Similar to the federal income tax, a state in the United States may impose personal income taxes on the state residents of world-wide income regardless of where the income is from. Nonresidents are taxed only income attributable to (“sourced to”) that state. Part-year residents are taxable on their world-wide income while a resident of the state and only on income from the state source while nonresident. States do not follow the rules of the federal income tax to determine the state residency. Generally, states are not bound by income tax treaty entered into by the United States with other countries. Therefore, a person domiciled in the state may be subject to state income tax even if the person is exempt from federal income under a tax treaty. There are no “to be not to be” choice for state residency. Determination of the state tax status of an individual often requires an extensive review of the facts and circumstance of where they live and work and how a change of residence was made.
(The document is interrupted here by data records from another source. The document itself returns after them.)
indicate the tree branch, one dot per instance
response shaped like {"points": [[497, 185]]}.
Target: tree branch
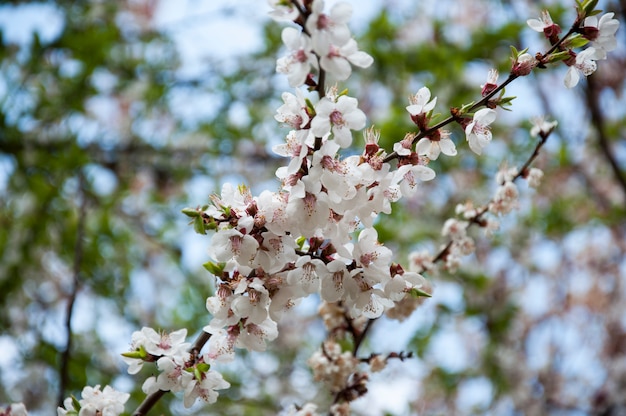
{"points": [[78, 255], [592, 94]]}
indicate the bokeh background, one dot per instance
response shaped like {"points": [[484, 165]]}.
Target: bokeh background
{"points": [[116, 115]]}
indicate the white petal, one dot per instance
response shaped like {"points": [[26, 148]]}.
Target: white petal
{"points": [[447, 147]]}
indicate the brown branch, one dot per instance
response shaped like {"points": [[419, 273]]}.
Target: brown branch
{"points": [[592, 94], [153, 398]]}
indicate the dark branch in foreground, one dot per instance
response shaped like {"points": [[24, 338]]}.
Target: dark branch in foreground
{"points": [[78, 256]]}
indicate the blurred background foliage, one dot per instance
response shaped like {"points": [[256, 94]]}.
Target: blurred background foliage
{"points": [[106, 133]]}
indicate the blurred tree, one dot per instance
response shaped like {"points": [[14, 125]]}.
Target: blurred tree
{"points": [[98, 154]]}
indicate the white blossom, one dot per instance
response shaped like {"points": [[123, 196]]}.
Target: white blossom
{"points": [[433, 148], [105, 402], [601, 32], [338, 117], [584, 63], [477, 132], [300, 59]]}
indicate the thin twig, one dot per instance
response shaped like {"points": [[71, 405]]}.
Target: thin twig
{"points": [[597, 118]]}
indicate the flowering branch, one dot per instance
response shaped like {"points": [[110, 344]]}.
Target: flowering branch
{"points": [[316, 234]]}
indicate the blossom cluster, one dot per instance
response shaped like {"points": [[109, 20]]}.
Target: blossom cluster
{"points": [[179, 370], [598, 33], [94, 401], [315, 234]]}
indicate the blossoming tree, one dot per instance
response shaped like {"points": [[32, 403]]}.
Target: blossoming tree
{"points": [[317, 236]]}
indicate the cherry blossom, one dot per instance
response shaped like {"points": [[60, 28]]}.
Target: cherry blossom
{"points": [[544, 25], [337, 60], [283, 11], [491, 84], [542, 127], [94, 401], [435, 144], [523, 64], [585, 63], [232, 244], [15, 409], [601, 33], [339, 116], [477, 132], [204, 389], [331, 28], [298, 63], [419, 106]]}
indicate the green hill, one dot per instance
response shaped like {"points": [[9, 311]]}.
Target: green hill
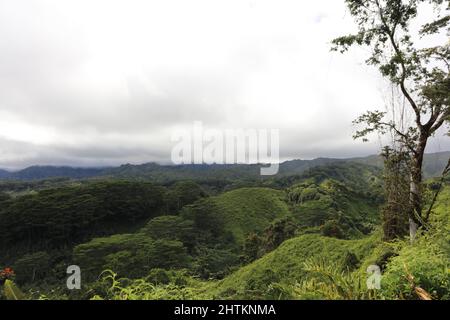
{"points": [[249, 210]]}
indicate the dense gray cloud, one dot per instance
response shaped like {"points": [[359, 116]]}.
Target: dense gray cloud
{"points": [[95, 83]]}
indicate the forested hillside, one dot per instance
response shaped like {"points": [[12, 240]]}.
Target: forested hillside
{"points": [[433, 165]]}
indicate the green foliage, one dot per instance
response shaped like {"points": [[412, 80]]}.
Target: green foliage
{"points": [[250, 210], [131, 255], [183, 193], [59, 217], [331, 228], [170, 227], [429, 266], [327, 281], [33, 266], [11, 291]]}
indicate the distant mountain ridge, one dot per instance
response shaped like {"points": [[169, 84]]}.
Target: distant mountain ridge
{"points": [[433, 165]]}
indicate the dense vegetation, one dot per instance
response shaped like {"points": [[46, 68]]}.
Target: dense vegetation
{"points": [[272, 240]]}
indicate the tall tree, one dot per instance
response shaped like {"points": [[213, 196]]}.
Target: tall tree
{"points": [[420, 73]]}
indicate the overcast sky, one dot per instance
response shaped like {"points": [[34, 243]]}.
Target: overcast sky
{"points": [[94, 83]]}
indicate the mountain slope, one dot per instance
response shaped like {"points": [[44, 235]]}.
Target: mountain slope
{"points": [[433, 166]]}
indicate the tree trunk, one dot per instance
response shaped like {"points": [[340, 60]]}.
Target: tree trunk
{"points": [[415, 192]]}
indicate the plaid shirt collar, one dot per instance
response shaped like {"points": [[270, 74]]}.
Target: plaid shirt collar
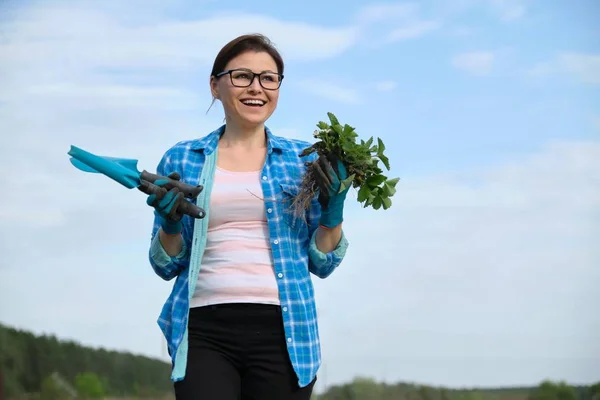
{"points": [[209, 143]]}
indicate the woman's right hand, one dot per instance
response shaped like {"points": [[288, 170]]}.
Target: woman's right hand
{"points": [[167, 206]]}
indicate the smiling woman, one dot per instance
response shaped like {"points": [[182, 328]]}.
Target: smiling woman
{"points": [[241, 319]]}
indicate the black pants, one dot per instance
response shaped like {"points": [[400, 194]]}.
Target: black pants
{"points": [[238, 352]]}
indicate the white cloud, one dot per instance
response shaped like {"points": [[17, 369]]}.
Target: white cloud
{"points": [[376, 12], [385, 86], [330, 91], [413, 30], [586, 67], [72, 38], [509, 10], [402, 20], [469, 274], [477, 63]]}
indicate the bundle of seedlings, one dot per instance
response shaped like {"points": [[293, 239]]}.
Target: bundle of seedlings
{"points": [[361, 160]]}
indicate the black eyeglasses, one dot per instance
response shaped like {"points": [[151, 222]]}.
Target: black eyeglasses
{"points": [[244, 78]]}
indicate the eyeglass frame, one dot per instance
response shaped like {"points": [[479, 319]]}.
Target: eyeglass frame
{"points": [[254, 75]]}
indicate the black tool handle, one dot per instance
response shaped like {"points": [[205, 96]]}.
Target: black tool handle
{"points": [[185, 207], [189, 191]]}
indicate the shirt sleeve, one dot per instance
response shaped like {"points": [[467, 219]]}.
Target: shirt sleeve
{"points": [[322, 264], [165, 266]]}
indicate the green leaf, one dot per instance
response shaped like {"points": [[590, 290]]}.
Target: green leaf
{"points": [[380, 146], [348, 129], [392, 182], [337, 128], [346, 183], [363, 193], [377, 203], [388, 189], [375, 180], [333, 118], [386, 202], [385, 161]]}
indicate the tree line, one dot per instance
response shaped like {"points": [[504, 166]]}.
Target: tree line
{"points": [[35, 364], [42, 367]]}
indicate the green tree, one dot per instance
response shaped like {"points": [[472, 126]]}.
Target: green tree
{"points": [[50, 390], [89, 385], [548, 390]]}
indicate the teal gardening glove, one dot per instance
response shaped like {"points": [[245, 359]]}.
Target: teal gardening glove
{"points": [[166, 206], [331, 199]]}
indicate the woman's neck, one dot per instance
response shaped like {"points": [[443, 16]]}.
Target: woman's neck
{"points": [[243, 136]]}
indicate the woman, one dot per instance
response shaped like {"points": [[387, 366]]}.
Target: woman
{"points": [[241, 320]]}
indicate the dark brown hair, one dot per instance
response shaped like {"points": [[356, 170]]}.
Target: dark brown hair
{"points": [[241, 44]]}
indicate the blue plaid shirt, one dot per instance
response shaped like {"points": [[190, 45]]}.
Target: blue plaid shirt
{"points": [[292, 238]]}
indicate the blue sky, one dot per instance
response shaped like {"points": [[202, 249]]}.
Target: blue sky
{"points": [[484, 272]]}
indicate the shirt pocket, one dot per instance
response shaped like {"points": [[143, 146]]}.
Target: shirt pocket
{"points": [[294, 220]]}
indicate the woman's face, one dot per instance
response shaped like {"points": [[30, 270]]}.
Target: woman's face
{"points": [[247, 106]]}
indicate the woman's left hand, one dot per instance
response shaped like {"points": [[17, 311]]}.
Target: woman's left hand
{"points": [[331, 197]]}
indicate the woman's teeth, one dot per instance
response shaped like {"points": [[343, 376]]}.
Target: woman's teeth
{"points": [[253, 102]]}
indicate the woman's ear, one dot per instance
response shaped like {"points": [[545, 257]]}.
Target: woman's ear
{"points": [[214, 88]]}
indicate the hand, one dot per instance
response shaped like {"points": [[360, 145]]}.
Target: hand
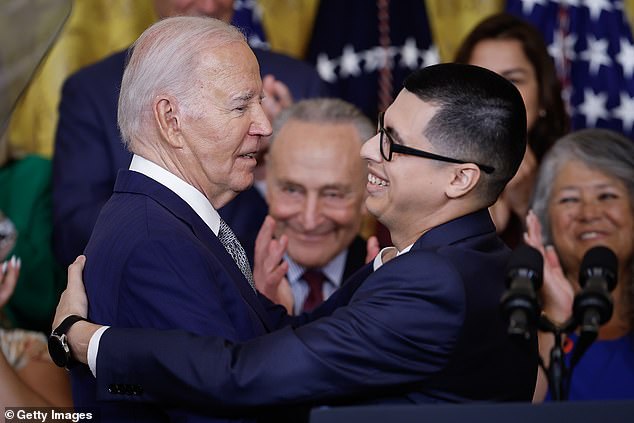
{"points": [[277, 96], [557, 293], [372, 249], [269, 268], [73, 299], [9, 272]]}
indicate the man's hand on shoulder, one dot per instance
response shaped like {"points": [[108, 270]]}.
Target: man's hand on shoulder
{"points": [[74, 301], [269, 267]]}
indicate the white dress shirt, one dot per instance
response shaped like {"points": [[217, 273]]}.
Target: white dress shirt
{"points": [[378, 260]]}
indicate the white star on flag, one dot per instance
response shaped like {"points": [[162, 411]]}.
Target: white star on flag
{"points": [[326, 68], [430, 56], [626, 57], [596, 54], [596, 7]]}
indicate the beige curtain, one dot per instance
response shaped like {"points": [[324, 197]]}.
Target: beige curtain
{"points": [[94, 29]]}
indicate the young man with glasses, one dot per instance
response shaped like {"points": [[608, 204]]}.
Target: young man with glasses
{"points": [[424, 326]]}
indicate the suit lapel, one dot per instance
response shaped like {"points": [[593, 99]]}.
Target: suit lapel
{"points": [[355, 258], [137, 183]]}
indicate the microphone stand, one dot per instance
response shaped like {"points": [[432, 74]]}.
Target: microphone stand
{"points": [[557, 372]]}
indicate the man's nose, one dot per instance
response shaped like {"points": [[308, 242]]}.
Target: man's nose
{"points": [[370, 149], [261, 124], [311, 212]]}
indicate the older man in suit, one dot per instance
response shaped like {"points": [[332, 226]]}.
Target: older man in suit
{"points": [[315, 187], [89, 150], [424, 326], [190, 111]]}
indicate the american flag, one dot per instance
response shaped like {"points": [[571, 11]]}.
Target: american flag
{"points": [[591, 43]]}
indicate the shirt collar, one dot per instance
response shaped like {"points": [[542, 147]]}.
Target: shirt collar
{"points": [[378, 260], [194, 198]]}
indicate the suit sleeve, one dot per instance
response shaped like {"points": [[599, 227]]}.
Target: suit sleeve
{"points": [[82, 171], [400, 327]]}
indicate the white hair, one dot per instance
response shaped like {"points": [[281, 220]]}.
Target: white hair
{"points": [[164, 61]]}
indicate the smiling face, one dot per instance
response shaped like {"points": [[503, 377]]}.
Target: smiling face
{"points": [[589, 208], [507, 58], [406, 194], [222, 139], [315, 188]]}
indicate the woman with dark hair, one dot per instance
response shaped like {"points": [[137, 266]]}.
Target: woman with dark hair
{"points": [[584, 197], [516, 50]]}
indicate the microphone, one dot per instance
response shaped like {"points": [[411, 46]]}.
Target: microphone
{"points": [[519, 304], [593, 306]]}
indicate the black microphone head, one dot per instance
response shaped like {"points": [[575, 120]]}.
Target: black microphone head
{"points": [[528, 262], [601, 262]]}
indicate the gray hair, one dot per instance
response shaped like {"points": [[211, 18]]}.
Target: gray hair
{"points": [[600, 149], [164, 60], [326, 110]]}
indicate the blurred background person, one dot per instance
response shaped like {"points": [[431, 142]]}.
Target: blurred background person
{"points": [[25, 203], [29, 377], [516, 50], [315, 190], [88, 148], [584, 197]]}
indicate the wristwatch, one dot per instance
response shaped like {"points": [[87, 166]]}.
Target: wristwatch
{"points": [[58, 345]]}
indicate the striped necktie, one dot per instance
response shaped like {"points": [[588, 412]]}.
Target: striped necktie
{"points": [[235, 250]]}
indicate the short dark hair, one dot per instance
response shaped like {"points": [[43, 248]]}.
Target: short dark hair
{"points": [[555, 122], [481, 118]]}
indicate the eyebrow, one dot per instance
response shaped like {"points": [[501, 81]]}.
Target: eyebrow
{"points": [[244, 97], [393, 133]]}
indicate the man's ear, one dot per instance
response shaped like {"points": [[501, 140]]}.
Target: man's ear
{"points": [[168, 119], [464, 179]]}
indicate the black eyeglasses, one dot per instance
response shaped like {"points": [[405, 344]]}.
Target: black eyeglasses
{"points": [[388, 147]]}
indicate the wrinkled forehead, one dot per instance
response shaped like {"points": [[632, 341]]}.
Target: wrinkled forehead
{"points": [[232, 68]]}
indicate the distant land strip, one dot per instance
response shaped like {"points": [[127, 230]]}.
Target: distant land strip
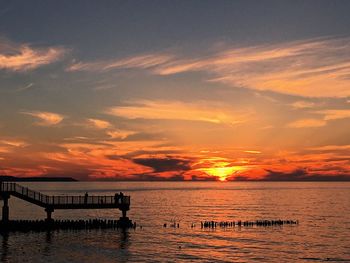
{"points": [[36, 179]]}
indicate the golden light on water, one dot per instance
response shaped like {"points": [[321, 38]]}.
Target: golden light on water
{"points": [[222, 170]]}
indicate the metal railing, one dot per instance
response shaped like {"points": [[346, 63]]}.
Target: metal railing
{"points": [[63, 200]]}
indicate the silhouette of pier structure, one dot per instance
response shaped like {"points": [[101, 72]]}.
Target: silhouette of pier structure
{"points": [[52, 203]]}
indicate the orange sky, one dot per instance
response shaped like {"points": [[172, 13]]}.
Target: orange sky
{"points": [[196, 98]]}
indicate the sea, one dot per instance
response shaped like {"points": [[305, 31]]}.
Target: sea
{"points": [[322, 235]]}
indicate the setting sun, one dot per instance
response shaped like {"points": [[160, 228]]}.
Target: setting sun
{"points": [[222, 170]]}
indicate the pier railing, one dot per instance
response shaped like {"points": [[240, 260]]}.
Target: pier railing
{"points": [[46, 200]]}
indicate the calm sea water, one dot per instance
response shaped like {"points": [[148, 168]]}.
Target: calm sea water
{"points": [[323, 210]]}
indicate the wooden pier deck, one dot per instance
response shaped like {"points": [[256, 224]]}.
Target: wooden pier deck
{"points": [[51, 203]]}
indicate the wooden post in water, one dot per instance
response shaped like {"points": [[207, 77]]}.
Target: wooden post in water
{"points": [[5, 208], [49, 214]]}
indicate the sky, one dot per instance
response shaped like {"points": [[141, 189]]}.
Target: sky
{"points": [[175, 90]]}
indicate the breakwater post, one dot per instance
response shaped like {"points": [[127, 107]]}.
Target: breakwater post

What is your tax residency for state tax purpose?

State residency requirements vary from state to state. Generally, most states define a resident as an individual who is in the state for other than a temporary or transitory purpose. States consider you to be tax resident if you are either “domiciled” in the state or otherwise you are a statutory resident if you physically present in the state for a certain period of time. For example, New York State “resident individual” is a person who is legally domiciled in New York without regard to the amount of time he or she may spend in the state. An individual who is not domiciled in New York is treated as a resident for income tax purposes if he maintains a “permanent place of abode” in the state and spends more than 183 days of the tax year in the state. New York excludes individuals who are domiciled in New York as residents if they (a) maintain no permanent place of abode in the state (b) main a permanent place of abode elsewhere and (c) spend no more than 30 days during the tax year in the state. Such individuals are treated as nonresident for state income tax purpose.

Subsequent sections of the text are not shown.